Fastest way to compare 2 lists objects [closed]

Fastest way to compare 2 lists objects [closed] - c#

Closed. This question needs to be more focused. It is not currently accepting answers.
Want to improve this question? Update the question so it focuses on one problem only by editing this post.
Closed 5 years ago.
Improve this question
I allow a user to download some data to csv. They can then edit some columns and then upload it back. I need a speed efficient way to compare certain columns between like objects to see what changed.
Currently I pull the original data from the DB and make it a list so it's all in memory. There is about 100k items so it's not that bad. That part takes less than a second. Then I load in the csv file and put it to list. Both lists have the same class type.
Then I loop over the csv data (as they probably removed some rows which they didn't change but they could still have changed a lot of rows). For each row in the csv list I query the list that came from the DB to find that object. Now I have the csv object and the object from the database as the same structure.
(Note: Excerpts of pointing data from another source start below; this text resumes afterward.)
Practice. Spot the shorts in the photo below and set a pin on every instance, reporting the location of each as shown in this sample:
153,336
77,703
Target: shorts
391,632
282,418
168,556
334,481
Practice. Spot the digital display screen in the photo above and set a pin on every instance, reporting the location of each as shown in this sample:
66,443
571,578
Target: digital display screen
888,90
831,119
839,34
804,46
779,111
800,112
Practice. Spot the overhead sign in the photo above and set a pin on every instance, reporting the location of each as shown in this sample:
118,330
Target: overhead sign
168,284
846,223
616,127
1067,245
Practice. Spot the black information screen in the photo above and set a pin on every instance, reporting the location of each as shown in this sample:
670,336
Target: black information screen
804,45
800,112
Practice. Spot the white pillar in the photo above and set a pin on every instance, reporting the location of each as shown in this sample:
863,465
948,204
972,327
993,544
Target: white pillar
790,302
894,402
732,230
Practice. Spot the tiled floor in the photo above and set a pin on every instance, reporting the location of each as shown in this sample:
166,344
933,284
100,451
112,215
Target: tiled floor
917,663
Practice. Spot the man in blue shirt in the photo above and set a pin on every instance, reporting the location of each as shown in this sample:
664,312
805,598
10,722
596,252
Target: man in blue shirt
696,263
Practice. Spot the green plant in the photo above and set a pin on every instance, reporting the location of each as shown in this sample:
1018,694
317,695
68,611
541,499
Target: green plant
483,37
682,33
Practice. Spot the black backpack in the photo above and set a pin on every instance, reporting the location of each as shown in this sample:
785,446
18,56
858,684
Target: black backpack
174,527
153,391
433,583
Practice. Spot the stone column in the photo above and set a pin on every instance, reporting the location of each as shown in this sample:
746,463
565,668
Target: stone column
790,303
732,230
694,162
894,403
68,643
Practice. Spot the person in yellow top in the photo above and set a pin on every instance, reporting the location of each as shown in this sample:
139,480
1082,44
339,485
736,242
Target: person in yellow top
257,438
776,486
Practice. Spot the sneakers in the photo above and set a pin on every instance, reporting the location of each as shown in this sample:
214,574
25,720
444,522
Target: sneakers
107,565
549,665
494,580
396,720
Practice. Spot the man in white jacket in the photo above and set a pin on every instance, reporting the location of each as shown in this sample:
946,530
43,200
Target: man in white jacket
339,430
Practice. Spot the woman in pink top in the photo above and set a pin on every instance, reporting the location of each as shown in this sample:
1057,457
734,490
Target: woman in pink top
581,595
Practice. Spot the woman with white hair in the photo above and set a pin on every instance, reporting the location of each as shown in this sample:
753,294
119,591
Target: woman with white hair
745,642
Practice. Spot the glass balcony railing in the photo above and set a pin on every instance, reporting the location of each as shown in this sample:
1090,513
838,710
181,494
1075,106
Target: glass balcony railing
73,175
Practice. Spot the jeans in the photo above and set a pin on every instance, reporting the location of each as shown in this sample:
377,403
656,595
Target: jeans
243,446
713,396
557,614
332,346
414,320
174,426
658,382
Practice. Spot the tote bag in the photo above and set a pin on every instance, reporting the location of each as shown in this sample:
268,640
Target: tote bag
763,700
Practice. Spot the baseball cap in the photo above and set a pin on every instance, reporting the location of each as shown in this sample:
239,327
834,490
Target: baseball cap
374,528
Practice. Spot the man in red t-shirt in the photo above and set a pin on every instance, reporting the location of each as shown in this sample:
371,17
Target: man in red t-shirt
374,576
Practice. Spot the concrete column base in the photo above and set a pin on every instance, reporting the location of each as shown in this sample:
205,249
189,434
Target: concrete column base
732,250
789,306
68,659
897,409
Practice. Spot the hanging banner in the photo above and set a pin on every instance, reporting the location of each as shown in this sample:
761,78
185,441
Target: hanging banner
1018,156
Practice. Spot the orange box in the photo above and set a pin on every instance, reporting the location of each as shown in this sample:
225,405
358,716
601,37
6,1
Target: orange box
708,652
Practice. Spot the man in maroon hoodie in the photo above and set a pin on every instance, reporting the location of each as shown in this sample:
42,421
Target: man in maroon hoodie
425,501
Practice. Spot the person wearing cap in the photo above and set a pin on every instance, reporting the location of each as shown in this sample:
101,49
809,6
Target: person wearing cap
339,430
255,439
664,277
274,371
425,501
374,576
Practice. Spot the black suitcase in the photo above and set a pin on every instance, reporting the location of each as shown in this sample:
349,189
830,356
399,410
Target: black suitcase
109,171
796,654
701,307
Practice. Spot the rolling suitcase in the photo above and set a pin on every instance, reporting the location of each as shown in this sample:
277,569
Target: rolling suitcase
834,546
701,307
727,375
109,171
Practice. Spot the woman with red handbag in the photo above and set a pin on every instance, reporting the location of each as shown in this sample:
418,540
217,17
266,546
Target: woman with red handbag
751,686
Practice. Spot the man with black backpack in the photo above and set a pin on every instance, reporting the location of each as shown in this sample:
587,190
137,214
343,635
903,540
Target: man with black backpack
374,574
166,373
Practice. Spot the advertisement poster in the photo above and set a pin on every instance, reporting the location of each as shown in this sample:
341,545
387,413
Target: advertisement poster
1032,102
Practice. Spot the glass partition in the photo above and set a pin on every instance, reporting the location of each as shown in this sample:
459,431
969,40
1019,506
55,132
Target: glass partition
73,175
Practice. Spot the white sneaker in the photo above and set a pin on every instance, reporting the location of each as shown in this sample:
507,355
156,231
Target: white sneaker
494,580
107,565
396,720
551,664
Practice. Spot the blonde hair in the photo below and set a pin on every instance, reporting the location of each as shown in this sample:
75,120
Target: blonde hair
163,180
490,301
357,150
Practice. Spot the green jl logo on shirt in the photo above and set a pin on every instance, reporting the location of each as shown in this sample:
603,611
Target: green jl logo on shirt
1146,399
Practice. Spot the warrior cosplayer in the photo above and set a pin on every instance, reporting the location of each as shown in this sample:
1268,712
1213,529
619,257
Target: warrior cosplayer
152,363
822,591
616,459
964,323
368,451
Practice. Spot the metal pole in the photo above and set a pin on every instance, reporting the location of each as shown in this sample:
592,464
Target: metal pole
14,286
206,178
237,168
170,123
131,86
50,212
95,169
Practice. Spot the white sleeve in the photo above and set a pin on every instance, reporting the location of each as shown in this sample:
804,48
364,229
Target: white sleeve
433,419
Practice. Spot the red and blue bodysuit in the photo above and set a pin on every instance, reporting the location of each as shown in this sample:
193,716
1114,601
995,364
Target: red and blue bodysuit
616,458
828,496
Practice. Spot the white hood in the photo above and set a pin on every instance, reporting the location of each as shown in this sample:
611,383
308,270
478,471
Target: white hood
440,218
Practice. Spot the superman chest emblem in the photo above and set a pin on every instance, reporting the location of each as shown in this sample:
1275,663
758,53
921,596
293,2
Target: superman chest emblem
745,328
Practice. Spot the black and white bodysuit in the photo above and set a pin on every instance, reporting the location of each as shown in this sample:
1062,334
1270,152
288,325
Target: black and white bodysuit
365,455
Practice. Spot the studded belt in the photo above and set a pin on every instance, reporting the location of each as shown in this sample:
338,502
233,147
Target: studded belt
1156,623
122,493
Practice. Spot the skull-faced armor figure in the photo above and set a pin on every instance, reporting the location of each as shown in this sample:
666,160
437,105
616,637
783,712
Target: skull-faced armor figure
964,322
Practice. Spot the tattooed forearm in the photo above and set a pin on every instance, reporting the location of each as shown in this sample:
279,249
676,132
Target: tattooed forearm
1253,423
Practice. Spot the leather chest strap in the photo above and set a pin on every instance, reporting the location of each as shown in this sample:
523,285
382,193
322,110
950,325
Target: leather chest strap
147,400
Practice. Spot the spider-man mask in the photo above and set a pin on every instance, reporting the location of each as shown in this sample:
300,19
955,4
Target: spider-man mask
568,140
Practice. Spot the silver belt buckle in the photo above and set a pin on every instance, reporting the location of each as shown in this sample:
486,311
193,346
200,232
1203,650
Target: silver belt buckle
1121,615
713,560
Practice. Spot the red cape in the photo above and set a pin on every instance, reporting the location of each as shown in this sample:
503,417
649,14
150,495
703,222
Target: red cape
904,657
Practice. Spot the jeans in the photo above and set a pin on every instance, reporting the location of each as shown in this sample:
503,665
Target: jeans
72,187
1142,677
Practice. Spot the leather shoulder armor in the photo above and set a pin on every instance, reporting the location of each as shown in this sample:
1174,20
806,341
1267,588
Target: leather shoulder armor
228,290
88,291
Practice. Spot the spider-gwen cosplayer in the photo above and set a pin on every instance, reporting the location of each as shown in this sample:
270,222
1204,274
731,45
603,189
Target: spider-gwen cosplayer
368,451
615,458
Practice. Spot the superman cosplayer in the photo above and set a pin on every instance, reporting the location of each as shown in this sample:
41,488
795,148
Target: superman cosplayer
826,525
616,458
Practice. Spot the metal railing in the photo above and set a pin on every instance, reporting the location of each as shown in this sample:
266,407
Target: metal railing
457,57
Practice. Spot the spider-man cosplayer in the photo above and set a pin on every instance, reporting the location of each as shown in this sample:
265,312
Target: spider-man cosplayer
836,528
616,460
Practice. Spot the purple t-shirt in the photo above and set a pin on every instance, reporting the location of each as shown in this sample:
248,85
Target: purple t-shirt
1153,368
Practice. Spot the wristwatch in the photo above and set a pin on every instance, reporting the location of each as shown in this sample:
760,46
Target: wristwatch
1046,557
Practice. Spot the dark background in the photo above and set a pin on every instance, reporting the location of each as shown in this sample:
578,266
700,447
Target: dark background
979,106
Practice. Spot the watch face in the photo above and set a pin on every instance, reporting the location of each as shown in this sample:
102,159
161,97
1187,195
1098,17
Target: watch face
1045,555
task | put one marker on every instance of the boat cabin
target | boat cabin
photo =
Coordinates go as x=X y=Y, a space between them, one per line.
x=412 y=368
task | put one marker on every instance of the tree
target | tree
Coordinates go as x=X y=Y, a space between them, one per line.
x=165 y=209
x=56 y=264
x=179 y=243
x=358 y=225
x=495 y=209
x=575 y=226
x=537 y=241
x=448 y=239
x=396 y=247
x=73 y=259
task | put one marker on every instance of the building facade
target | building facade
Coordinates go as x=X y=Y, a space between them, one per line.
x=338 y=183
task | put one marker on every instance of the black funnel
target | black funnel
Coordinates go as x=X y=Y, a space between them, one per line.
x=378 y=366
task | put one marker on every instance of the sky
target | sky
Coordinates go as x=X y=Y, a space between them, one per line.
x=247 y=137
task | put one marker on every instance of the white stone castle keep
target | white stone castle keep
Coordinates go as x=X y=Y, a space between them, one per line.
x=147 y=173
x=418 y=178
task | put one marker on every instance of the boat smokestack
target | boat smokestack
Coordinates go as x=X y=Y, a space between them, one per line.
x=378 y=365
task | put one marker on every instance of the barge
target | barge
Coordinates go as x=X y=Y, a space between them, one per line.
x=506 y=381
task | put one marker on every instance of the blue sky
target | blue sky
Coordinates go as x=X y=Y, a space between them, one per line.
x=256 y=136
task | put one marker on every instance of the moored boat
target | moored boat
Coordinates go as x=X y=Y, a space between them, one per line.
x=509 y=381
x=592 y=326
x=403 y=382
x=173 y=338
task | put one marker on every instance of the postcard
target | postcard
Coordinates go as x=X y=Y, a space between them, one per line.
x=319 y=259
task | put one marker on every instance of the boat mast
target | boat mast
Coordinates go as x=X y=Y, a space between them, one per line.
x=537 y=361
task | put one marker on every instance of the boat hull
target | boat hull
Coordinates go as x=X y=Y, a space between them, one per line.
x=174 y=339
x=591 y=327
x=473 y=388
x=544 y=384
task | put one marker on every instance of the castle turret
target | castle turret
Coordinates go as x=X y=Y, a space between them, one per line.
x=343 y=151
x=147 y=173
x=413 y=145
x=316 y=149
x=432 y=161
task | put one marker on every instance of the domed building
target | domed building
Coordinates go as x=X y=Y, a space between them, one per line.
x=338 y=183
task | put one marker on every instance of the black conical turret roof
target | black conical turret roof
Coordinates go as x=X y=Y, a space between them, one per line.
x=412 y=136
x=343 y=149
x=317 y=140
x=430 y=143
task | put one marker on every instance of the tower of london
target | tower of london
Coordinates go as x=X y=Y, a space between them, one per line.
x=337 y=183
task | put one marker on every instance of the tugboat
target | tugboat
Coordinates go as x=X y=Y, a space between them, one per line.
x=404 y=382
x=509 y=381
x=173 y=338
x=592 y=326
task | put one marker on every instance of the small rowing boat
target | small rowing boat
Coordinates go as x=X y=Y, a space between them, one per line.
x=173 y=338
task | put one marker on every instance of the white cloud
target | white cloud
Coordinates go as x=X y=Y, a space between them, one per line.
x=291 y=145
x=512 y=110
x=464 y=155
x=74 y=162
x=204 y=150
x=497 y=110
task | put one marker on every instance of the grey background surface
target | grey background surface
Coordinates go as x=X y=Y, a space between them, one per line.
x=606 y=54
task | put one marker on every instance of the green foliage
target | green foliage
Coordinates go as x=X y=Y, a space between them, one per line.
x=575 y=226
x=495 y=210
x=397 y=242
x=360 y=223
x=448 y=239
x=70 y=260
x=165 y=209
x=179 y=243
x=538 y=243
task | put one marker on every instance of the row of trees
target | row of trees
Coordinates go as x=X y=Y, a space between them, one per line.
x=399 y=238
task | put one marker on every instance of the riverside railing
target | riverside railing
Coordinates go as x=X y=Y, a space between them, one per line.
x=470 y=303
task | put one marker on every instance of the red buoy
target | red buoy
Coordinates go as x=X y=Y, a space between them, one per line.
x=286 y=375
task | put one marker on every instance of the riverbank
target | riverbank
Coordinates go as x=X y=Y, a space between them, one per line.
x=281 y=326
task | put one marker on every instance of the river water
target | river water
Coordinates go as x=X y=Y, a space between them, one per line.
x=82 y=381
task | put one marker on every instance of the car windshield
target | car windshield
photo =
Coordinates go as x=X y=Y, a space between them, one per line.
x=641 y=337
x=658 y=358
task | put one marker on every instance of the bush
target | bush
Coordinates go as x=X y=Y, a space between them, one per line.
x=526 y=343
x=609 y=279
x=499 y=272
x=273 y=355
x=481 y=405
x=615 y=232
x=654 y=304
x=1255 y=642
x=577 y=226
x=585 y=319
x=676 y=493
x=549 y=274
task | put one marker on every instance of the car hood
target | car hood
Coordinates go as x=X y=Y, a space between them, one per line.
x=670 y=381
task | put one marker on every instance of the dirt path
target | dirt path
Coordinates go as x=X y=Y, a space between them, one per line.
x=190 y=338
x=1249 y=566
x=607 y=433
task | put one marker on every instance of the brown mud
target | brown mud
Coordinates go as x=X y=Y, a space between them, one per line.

Then I run it through a custom object compare function that looks at certain columns to see if anything changed.
If something did change I have to validate what they entered is a valid value by query another reference list for that column. If it's not valid I write it out to an exceptions list. At the end if there are no exceptions I save to db. If there are exceptions I don't save anything and I show them the list of errors.
The detail compare provides a list of columns and the old vs new values that changed. I need this to query the reference list to make sure the new value is valid before I make the change. It's fairly inefficient but it gives great detail to the user about what may be an issue with an upload which is very valuable.
This is very slow. I'm looking for ways to speed it up while still being able to give the user detailed information about why it may have failed so they can correct it.
// get all the new records from the csv
var newData = csv.GetRecords<MyTable>().ToArray();
// select all data from database to list
var origData = ctx.MyTable.Select(s => s).ToList();
// look for any changes in the new data and update the database. note we are looping over the new data so if they removed some data from the csv file it just won't loop over those and they won't change
foreach (var d in newData)
{
// find data so we can compare between new (csv) and current (from db) to see what possibly changed
var oData = (from o in origData
where o.id == d.id
select o).FirstOrDefault();
// only the columns in the updatableColumns list are compared
var diff = d.DetailedCompare(oData, comparableColumns.ToList());
if (diff.Count > 0)
{
// even though there are differences between the csv record and db record doesn't mean what the user input is valid. only existing ref data is valid and needs to be checked before a change is made
bool changed = false;
// make a copy of this original data and we'll check after if we actually were able to make a change to it (was the value provided valid)
var data = CopyRecord(oData);
// update this record's data fields that have changed with the new data
foreach (var v in diff)
{
// special check for setting a value to NULL as its always valid to do this but wouldn't show up in ref data to pass the next check below
if (v.valA == null)
{
oData.GetType().GetProperty(v.Prop).SetValue(oData, v.valA);
oData.UpdatedBy = user;
oData.UpdatedDate = DateTime.Now;
changed = true;
}
// validate that the value for this column is in the ref table before allowing an update. note exception if not so we can tell the user
else if (refData[v.Prop].Where(a => a.value == v.valA.ToString()).FirstOrDefault() != null)
{
// update the current objects values with the new objects value as it changed and is a valid value based on the ref data defined for that column
oData.GetType().GetProperty(v.Prop).SetValue(oData, v.valA);
oData.UpdatedBy = user;
oData.UpdatedDate = DateTime.Now;
changed = true;
}
else
{
// the value provided isn't valid for this column so note this to tell the user
exceptions.Add(string.Format("Error: ID: {0}, Value: '{1}' is not valid for column [{2}]. Add the reference data if needed and re-import.", d.id, v.valA, v.Prop));
}
}
// we only need to reattach and save off changes IF we actually changed something to a valid ref value and we had no exceptions for this record
if (changed && exceptions.Count == 0)
{
// because our current object was in memory we will reattached it to EF so we can mark it as changed and SaveChanges() will write it back to the DB
ctx.MyTable.Attach(oData);
ctx.Entry(oData).State = EntityState.Modified;
// add a history record for the change to this product
CreateHistoryRecord(data, user);
}
}
}
// wait until the very end before making DB changed. we don't save anything if there are exceptions or nothing changed
if (exceptions.Count == 0)
{
ctx.SaveChanges();
}

The first big win would be to put your data in a dictionary so you can get to the desired value quickly by ID, without having to search for the object through thousands of objects. I'm pretty sure it'll be faster.
Beyond that I suggest you run your code through a profiler to determine exactly which parts are the slowest. It's entirely possible that DetailedCompare() does something that's terribly slow but may not be obvious.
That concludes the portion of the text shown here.